The publication of the "Political Economy" was followed by another very serious break-down in his health. In the summer of 1848, an affection of the thigh (I am not sure whether it began in a hurt) was treated by his doctor with iodine; the consequence of which was a speedy impairment of his eyesight. I remember him in a state of despair from the double misery of lameness and blindness. His elasticity of constitution brought him through once more; but in the following year (1849) he was still in an invalid condition. I introduced to him that year Dr. Thomas Clark, of Marischal College, himself a permanent invalid from overwork, who spoke a good deal to him about regimen, and endeavored to induce him to try the water-treatment, then just started. He was, however, not to be moved from his accustomed routine. His view of the medical art (at the time I speak of) was, that it should restore a shattered frame by something like magic. In other respects, his intercourse with Clark gratified him much, and led to a permanent friendship.

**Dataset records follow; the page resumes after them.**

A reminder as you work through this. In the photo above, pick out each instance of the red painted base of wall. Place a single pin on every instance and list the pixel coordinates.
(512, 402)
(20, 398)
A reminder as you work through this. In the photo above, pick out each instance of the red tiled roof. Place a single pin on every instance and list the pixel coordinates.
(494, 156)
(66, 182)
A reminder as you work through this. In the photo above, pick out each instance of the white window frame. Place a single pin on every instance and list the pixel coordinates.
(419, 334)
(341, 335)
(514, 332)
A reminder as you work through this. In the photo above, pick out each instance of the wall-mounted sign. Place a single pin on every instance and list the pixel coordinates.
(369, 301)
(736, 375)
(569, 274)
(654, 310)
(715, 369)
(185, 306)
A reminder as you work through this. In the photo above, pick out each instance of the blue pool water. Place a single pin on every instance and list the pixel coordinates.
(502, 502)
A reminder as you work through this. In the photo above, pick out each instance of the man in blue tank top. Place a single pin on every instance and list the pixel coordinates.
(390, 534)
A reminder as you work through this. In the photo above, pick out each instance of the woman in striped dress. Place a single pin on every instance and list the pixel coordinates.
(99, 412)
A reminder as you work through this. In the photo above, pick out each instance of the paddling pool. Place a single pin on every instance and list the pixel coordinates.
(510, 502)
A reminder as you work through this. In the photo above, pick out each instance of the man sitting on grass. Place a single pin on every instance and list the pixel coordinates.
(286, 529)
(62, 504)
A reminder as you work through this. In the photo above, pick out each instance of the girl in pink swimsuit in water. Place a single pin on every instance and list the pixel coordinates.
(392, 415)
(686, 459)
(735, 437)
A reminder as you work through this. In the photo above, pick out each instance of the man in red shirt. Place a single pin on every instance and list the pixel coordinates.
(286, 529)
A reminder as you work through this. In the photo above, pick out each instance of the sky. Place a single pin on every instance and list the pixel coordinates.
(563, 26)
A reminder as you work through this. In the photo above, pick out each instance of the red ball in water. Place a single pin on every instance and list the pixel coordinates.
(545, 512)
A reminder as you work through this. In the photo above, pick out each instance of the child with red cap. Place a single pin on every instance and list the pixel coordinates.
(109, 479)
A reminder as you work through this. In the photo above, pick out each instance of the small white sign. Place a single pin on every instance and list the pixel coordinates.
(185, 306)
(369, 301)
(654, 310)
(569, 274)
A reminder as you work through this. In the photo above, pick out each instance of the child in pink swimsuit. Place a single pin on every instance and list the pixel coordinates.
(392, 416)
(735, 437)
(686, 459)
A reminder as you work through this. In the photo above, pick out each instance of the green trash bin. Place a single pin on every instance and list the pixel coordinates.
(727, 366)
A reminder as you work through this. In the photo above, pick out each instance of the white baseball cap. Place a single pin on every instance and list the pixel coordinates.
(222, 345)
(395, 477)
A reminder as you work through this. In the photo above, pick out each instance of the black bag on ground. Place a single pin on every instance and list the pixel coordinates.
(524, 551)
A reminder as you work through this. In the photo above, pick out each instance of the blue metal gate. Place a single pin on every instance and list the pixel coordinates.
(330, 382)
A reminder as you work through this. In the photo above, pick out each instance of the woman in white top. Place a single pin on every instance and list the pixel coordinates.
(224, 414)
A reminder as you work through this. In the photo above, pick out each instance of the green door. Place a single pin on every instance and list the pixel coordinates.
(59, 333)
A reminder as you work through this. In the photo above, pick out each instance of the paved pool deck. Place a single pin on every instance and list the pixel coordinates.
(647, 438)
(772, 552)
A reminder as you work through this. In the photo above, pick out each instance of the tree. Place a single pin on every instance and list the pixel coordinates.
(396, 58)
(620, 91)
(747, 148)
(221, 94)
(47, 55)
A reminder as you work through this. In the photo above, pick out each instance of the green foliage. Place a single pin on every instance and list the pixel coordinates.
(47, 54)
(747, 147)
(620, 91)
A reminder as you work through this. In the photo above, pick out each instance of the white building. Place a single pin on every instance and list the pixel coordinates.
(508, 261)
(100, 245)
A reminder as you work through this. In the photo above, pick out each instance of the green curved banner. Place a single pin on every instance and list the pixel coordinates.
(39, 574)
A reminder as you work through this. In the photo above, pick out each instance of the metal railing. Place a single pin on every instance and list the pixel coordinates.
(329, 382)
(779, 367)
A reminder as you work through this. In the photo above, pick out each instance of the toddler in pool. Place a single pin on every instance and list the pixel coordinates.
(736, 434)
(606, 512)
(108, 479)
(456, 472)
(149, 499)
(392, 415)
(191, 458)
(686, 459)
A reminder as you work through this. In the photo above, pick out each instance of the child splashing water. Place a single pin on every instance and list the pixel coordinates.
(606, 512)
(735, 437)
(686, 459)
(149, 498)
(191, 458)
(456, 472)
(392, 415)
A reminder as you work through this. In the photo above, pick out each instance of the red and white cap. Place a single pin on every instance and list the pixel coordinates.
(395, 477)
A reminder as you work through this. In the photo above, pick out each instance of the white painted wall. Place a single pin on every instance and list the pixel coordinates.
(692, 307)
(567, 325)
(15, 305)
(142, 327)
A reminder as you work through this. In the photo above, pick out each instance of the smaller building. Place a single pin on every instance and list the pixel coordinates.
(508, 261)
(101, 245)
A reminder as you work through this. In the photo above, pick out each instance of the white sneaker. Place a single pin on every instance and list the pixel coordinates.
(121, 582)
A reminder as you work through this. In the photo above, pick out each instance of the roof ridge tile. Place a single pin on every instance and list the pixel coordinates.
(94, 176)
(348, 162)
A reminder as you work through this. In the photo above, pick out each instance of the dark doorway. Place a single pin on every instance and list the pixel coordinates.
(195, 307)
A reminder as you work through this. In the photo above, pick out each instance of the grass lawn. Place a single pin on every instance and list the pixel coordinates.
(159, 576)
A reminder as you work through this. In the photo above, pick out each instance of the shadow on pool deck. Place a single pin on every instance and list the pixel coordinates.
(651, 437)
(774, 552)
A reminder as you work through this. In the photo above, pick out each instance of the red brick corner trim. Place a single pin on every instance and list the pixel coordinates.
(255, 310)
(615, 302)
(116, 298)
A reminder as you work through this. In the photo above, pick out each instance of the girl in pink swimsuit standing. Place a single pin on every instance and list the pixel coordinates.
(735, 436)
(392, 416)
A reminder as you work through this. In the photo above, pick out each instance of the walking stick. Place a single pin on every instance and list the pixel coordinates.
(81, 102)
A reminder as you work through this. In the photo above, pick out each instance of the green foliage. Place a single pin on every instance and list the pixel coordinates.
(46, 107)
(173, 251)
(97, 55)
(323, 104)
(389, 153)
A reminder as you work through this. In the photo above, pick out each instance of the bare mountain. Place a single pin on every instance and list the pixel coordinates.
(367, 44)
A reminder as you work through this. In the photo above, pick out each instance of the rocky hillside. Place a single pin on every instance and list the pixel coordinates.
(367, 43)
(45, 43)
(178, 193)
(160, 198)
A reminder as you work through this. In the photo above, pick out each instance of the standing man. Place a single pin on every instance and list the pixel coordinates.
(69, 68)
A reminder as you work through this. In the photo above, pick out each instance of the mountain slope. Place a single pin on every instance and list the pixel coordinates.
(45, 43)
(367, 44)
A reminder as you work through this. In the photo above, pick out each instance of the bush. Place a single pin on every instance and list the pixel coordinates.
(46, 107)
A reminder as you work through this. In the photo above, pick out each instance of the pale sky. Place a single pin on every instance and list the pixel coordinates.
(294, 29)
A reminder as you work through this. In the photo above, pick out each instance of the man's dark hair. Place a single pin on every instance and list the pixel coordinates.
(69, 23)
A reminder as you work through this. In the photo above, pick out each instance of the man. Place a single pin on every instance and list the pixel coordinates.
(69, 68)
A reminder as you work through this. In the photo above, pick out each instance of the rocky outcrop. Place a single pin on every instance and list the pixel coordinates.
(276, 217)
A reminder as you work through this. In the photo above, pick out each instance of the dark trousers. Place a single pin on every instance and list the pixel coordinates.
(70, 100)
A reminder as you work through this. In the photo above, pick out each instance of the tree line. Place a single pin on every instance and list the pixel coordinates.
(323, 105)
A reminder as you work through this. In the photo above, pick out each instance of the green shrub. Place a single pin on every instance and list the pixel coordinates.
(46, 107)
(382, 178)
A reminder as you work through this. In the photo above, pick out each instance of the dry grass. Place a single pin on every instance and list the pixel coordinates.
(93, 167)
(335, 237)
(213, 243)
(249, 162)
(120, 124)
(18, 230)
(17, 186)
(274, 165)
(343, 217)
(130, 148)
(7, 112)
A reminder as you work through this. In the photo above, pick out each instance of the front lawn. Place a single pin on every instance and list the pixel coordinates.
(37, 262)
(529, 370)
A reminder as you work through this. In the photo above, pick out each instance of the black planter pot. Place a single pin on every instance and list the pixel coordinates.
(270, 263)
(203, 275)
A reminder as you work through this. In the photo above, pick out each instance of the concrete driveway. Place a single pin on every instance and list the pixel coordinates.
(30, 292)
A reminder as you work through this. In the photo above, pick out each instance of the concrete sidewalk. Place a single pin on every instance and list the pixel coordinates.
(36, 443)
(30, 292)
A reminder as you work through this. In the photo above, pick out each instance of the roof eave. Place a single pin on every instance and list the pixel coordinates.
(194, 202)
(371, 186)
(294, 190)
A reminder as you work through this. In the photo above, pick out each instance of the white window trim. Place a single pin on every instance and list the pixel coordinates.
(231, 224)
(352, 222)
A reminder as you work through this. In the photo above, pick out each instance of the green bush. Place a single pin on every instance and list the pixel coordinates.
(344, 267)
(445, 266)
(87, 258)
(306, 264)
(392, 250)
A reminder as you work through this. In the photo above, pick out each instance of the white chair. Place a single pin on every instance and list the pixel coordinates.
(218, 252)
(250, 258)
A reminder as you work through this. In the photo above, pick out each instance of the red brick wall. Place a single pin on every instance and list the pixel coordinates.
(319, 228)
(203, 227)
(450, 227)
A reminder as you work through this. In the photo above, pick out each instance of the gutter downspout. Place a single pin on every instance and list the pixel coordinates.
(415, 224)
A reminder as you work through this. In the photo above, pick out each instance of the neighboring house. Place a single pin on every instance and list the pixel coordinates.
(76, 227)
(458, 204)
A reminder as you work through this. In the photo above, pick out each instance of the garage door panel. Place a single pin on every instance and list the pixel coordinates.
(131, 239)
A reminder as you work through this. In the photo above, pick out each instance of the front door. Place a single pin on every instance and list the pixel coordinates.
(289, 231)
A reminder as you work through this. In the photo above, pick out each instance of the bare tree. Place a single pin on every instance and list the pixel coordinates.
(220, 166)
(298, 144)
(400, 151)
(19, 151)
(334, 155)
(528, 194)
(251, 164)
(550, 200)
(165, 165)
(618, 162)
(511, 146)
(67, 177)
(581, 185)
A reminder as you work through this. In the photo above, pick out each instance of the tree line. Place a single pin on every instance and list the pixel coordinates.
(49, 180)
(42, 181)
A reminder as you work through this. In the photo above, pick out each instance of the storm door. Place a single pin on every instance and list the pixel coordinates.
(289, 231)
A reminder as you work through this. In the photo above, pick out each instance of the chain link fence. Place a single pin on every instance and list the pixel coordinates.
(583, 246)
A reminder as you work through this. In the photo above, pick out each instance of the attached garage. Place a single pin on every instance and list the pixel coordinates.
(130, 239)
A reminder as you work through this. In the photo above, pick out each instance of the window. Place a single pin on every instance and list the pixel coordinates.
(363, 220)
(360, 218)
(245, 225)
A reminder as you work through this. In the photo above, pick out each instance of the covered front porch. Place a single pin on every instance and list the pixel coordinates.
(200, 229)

His work, as a great originator, in my opinion, was now done. The two books now before the world were the great constructions that his accumulated stores had prepared him for; and I do not think that there lay in him the materials of a third at all approaching to these. It is very unlikely indeed that he was even physically capable of renewing the strain of the two winters—1842-'43 and 1846-'47. His subsequent years were marked by diminished labors on the whole; while the direction of these labors was toward application, exposition, and polemic rather than origination; and he was more and more absorbed in the outlook for social improvements. Not that his later writings are deficient in stamina or in value; as sources of public instruction and practical guidance in the greatest interests of society, they will long hold their place. But it was not within the compass of his energies to repeat the impression made by him in 1843 and again in 1848. We must remember that all through his severest struggles, he had a public official duty, and spent six hours every day in the air of Leadenhall Street; and although he always affected to make light of this, or even to treat the office-work as a refreshing change from study, yet when his constitution was once broken, it would tell upon him more than his peculiar theories of health and work would let him confess.
In another article, I propose to review the writings subsequent to the date now reached.
- ↑ The following sentence in Mill's review of "Comte and Positivism" does not apply to the scientific magnates of England, at the date of Herschel's address: "He" (Comte) "has displayed a quantity and quality of mental power, and achieved an amount of success, which have not only won but retained the high admiration of thinkers as radically and strenuously opposed as it is possible to be to nearly the whole of his later tendencies, and to many of his earlier opinions."